问题描述
我在Windows 10 jre 1.8.0_241上使用Apache Tika,并且已经使用ant导入了Tika 1.24.1。我有以下代码从PDF中提取内容:
public class TikaExtraction {
public static void main(final String[] args) throws IOException,TikaException {
//Assume sample.txt is in your current directory
File file = new File("C:\\Users\\myPC\\Desktop\\testPDF.pdf");
//Instantiating Tika facade class
Tika tika = new Tika();
String filecontent = tika.parseToString(file);
System.out.println("Extracted Content: " + filecontent);
}
}
得到以下异常:
Exception in thread "main" org.apache.tika.exception.TikaException: Failed to close temporary resources
at org.apache.tika.io.TemporaryResources.dispose(TemporaryResources.java:174)
at org.apache.tika.parser.AutoDetectParser.parse(AutoDetectParser.java:150)
at org.apache.tika.Tika.parseToString(Tika.java:527)
at com.oracle.cegbu.filesearch.service.kafka.TikaExtraction.main(TikaExtraction.java:28)
Caused by: java.nio.file.FileSystemException: C:\Users\myPC\AppData\Local\Temp\apache-tika-6518312717498705085.tmp: The process cannot access the file because it is being used by another process.
at sun.nio.fs.WindowsException.translateToIOException(Unknown Source)
at sun.nio.fs.WindowsException.rethrowAsIOException(Unknown Source)

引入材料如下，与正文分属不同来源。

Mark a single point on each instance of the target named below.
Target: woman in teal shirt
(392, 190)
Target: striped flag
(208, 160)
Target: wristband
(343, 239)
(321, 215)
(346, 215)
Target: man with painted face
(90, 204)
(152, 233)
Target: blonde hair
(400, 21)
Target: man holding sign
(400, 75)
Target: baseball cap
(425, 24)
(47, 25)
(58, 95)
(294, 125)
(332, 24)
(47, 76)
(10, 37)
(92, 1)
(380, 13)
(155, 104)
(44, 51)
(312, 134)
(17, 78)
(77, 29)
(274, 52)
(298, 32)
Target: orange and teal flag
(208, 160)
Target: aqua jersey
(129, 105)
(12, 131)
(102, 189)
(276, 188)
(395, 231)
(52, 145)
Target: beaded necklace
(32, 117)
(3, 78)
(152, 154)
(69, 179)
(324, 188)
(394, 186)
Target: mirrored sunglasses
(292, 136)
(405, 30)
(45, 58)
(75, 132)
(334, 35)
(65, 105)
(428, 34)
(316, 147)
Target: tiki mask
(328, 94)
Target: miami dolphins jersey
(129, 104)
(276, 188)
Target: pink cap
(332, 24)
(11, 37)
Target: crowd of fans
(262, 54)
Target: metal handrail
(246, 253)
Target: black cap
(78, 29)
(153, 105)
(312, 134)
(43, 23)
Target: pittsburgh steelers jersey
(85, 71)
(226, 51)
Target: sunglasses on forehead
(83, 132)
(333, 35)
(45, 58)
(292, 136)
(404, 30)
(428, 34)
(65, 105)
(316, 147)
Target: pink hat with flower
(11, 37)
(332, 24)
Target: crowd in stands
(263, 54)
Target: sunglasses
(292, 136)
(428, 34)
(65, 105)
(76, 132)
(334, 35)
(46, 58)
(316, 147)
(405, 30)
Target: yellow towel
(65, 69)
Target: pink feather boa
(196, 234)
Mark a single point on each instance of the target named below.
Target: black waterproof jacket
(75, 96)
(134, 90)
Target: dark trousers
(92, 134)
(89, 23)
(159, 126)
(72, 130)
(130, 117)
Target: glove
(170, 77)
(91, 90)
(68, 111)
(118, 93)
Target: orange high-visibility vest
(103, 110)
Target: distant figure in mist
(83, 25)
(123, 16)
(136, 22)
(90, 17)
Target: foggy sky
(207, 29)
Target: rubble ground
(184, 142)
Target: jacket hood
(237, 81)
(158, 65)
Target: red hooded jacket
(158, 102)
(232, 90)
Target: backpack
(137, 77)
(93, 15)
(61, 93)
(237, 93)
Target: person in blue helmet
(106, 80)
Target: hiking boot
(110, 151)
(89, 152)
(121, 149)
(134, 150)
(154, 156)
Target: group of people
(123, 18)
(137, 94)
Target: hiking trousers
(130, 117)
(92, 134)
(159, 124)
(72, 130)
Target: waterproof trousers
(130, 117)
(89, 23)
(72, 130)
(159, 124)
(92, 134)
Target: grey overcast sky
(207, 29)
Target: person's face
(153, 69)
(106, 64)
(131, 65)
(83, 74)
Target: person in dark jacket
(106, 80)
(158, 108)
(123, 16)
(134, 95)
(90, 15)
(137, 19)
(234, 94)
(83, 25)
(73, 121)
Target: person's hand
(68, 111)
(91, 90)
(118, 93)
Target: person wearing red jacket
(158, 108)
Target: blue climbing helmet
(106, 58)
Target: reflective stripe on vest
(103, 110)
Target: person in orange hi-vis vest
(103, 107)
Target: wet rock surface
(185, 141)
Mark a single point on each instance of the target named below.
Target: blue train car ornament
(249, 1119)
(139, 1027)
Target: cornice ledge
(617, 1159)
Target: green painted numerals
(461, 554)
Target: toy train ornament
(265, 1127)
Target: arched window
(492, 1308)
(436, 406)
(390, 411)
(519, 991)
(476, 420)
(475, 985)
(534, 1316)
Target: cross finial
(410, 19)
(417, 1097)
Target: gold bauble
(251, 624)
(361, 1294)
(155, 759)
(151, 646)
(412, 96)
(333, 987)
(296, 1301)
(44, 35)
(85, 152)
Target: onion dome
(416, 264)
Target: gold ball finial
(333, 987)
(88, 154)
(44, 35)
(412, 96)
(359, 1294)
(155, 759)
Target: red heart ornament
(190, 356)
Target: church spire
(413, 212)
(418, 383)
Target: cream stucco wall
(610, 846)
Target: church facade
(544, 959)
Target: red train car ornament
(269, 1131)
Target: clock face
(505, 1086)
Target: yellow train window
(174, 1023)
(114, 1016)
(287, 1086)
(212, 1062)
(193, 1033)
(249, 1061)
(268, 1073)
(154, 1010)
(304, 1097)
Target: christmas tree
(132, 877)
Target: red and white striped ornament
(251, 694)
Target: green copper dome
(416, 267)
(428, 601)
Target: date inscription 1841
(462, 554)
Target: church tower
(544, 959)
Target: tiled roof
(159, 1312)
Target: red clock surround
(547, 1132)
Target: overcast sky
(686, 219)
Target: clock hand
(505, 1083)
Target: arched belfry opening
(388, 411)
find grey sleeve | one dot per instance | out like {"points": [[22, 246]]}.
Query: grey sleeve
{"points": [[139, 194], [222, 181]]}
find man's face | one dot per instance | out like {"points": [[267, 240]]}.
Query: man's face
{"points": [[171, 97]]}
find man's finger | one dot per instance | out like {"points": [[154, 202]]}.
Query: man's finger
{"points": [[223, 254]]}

at sun.nio.fs.WindowsException.rethrowAsIOException(Unknown Source)
at sun.nio.fs.WindowsFileSystemProvider.implDelete(Unknown Source)
at sun.nio.fs.AbstractFileSystemProvider.delete(Unknown Source)
at java.nio.file.Files.delete(Unknown Source)
at org.apache.tika.io.TemporaryResources$1.close(TemporaryResources.java:84)
at org.apache.tika.io.TemporaryResources.close(TemporaryResources.java:145)
at org.apache.tika.io.TemporaryResources.dispose(TemporaryResources.java:172)
... 3 more
解决方法
让我们尝试在资源尝试中使用inputStream而不是File
public class TikaExtraction {
public static void main(final String[] args) throws IOException,TikaException {
//Assume sample.txt is in your current directory
Tika tika = new Tika();
File file = new File("C:\\Users\\myPC\\Desktop\\testPDF.pdf");
//Instantiating Tika facade class
try(InputStream inputStream = new FileInputStream(file)) {
String filecontent = tika.parseToString(inputStream);
System.out.println("Extracted Content: " + filecontent);
}
}
}